We’ll be really glad when this renewal is done. Then we can come and go as we please. And, if the timing works out I can just make it to Portland for my Mom’s 80th Birthday at the end of May – and maybe my Dad’s 90th in September. Sporting my new Spanish residency card without a care in the world. Ha!

This Old Dog

They say you’re only as old as you feel. But, as I’ve discovered, that’s not necessarily true. You’re actually as old as you are. And there is no way around that.

I have been playing on a women’s futbol (soccer) team here in Valencia. We practice every Monday and Wednesday. It took me a couple of practices to realize that I’m not young anymore. Mind you, I’m not ancient. I’m 52. But I’m not 25 either, and that seems to be the median age of those on my team.

Jeff decided to come to one of our practices. I had warned him in advance. In my time playing teams sports in my teens and 20’s, I was usually one of the better players for most of the sports I played. Not blowing my own horn, it’s just that I loved playing sports. And it’s what I always told my kids; You don’t have to be the most naturally talented, but if you’re the hardest worker it will get you playing time. Hard work beats natural talent every time – Just ask Malcolm Gladwell. I know Emilie took this to heart.

So Jeff joined me at the field to watch. Afterwards I asked him for his assessment.

‘Good News! You’re not the worst one on the team.’ he told me, as we walked back to the Metro. Since I’m the age of most of their Mothers I’ll take it. And I do try to work as hard as everyone else. Even though they’re hardly breaking a sweat on gazelle-like legs while I’m huffing and puffing red faced through all the drills. Its certainly harder than it used to be.
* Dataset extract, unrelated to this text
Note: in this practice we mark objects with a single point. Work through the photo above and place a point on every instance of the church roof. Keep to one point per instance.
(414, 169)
But I do have an ulterior motive for all this, and it’s more than just staying in shape. I’m taking a page out of El Jefe’s book and I’m learning Spanish in the context of something I already know. Yup – my soccer team only speaks Spanish. There is one girl who can confirm if I’ve understood correctly what the coach is saying, but 99% of the time I have to listen and understand ‘Futbol Spanish’. Then perform whatever instruction is given. And you know what, it’s working.
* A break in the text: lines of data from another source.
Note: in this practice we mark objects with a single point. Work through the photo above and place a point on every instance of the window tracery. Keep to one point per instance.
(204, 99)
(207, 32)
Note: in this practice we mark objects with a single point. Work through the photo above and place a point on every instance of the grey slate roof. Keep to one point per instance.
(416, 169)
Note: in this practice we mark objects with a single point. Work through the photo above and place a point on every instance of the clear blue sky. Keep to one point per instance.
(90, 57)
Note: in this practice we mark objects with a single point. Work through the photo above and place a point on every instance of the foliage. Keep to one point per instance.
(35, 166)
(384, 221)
I’ve even put some of my ‘Driving Spanish’ to good use. La Derecha. Izquierda. One thing building on another. And I’ve also found that in Spanish, I’m not directionally dyslexic like I am in English. I’m not sure what that’s about.

Our last practice, I didn’t need any help with my Spanish. And I’m finding real dividends in everyday life. Because I have to quickly understand and respond on the field, it’s helping me to do that in restaurants, grocery stores, the optometrist – all sorts. Yesterday we went to lunch and my entire interaction with the waiter was in Spanish. And I didn’t even have to stop and ponder what he had said. I just knew it and responded. Some of it wasn’t the usual. And last week when we went to look at mattresses at El Corte Ingles it was the same.

So playing on this team is helping me in multiple ways. But like learning a new physical skill, combining that with learning Spanish is creating a muscle memory I can draw on without having to think about it.

Maybe with a little (OK ALOT) of hard work, this 52 year old dog can learn some new tricks.